The HHS Office of Inspector General found states frequently pay capitation benefits for Medicaid beneficiaries enrolled in multiple states.
In an audit published Sept. 21, the OIG said capitation payments were made for 327,497 Medicaid beneficiaries double enrolled in multiple states' Medicaid programs in August 2020. This number is an increase from 208,254 concurrent payments in August 2019.
Capitation payments are fixed fees given to managed care organizations in exchange for making benefits available to Medicaid enrollees.
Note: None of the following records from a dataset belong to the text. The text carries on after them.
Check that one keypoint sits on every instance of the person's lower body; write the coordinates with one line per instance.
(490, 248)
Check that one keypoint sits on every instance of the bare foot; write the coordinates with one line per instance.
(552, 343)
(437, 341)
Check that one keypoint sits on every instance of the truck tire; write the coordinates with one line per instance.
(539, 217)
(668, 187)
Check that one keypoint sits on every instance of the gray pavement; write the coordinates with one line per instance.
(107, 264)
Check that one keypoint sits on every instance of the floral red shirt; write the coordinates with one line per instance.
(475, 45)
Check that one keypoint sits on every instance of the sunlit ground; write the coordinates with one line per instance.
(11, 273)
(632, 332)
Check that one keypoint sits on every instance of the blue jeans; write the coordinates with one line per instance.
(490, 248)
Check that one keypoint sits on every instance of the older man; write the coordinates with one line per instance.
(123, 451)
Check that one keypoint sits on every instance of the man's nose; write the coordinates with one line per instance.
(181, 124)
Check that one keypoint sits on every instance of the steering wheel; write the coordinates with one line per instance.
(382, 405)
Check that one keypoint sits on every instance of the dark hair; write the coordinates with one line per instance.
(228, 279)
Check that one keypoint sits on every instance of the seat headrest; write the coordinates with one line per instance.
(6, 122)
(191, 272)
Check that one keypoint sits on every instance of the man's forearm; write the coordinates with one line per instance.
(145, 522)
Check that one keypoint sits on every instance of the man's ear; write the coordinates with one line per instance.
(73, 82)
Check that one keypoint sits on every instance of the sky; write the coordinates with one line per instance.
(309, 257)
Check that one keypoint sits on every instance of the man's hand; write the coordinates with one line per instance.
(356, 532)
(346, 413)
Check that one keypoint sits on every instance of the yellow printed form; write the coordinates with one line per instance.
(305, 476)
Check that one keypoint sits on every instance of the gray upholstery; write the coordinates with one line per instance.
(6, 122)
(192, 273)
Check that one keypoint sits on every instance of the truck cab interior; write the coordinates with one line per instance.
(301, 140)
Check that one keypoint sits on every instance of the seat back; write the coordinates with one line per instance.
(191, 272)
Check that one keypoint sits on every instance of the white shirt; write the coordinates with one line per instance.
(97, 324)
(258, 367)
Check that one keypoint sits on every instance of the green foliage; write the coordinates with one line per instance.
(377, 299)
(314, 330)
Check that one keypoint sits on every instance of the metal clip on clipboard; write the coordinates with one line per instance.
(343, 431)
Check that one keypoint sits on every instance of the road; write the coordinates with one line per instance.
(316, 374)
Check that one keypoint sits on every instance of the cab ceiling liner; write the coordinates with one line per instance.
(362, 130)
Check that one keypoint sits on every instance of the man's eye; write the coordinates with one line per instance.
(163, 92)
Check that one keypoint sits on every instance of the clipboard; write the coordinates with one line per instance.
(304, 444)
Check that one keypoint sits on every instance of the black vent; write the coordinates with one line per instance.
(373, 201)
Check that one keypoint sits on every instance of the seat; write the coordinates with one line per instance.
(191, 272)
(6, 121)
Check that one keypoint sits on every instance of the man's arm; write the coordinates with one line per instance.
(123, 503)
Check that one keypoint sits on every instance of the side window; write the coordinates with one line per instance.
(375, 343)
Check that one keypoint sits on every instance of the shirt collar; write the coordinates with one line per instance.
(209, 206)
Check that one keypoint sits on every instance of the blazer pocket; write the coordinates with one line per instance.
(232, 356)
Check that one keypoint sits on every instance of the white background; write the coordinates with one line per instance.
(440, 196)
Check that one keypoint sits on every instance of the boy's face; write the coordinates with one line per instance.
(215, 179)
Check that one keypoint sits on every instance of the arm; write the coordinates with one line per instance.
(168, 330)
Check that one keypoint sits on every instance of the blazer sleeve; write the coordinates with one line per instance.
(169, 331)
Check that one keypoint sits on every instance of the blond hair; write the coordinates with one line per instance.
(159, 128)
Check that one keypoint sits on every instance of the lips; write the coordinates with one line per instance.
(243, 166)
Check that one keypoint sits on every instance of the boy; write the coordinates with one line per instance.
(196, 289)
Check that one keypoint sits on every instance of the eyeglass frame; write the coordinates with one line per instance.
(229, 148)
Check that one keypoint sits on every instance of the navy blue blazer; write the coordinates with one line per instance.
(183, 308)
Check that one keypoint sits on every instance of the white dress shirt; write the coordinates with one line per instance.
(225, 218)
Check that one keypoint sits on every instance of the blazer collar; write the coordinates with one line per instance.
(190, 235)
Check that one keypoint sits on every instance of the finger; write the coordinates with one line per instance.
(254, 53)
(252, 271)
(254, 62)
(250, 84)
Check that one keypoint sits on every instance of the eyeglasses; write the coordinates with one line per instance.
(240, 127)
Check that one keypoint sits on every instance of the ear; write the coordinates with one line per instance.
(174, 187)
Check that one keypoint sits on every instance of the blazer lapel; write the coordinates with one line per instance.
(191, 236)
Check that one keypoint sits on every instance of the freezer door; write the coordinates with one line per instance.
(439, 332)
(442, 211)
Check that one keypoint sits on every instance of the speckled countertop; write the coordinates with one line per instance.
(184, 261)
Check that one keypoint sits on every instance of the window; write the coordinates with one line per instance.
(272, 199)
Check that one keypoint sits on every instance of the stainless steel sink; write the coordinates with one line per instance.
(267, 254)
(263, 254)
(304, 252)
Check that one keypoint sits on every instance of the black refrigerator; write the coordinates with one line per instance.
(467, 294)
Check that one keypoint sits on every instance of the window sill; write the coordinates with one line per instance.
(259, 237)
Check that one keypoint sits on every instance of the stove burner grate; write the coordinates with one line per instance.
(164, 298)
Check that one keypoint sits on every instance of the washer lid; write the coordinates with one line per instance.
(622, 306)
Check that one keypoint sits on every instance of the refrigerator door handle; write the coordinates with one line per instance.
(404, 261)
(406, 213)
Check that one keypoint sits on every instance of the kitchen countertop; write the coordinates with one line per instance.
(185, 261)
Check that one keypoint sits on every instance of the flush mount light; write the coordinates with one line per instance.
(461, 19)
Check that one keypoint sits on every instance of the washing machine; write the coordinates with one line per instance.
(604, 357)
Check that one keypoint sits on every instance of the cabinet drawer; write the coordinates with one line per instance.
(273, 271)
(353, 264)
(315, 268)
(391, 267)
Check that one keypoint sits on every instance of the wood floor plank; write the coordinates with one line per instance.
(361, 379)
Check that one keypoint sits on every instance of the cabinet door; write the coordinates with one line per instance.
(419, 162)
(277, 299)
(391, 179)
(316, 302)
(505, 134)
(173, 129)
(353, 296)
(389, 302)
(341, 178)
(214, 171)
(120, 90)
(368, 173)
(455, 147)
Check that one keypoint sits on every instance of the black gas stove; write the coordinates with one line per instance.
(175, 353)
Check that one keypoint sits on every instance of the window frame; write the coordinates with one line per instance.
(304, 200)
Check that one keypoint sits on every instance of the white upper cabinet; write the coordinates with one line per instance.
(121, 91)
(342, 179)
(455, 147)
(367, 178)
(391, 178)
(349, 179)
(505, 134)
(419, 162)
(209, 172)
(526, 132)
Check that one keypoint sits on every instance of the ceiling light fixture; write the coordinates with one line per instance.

Two states often pay for benefits for one enrollee because they lack data to identify enrollees who are receiving Medicaid benefits in more than one state.
OIG said CMS should provide state Medicaid agencies access to the Transformed Medicaid Statistical Information System, which is a comprehensive database of enrollment, eligibility and other data.
"CMS does not actively monitor beneficiaries concurrent Medicaid managed care enrollments; instead, it relies on the individual states to identify concurrent enrollments and potential erroneous payments," OIG said in the report.
OIG and CMS are at odds over the recommendation. According to the audit, CMS said providing this data would be redundant, inefficient and confusing for states.
"We maintain that our recommendations are valid and plan to continue our work with states to identify opportunities to reduce the number and amount of concurrent Medicaid capitation payments," OIG said in the report.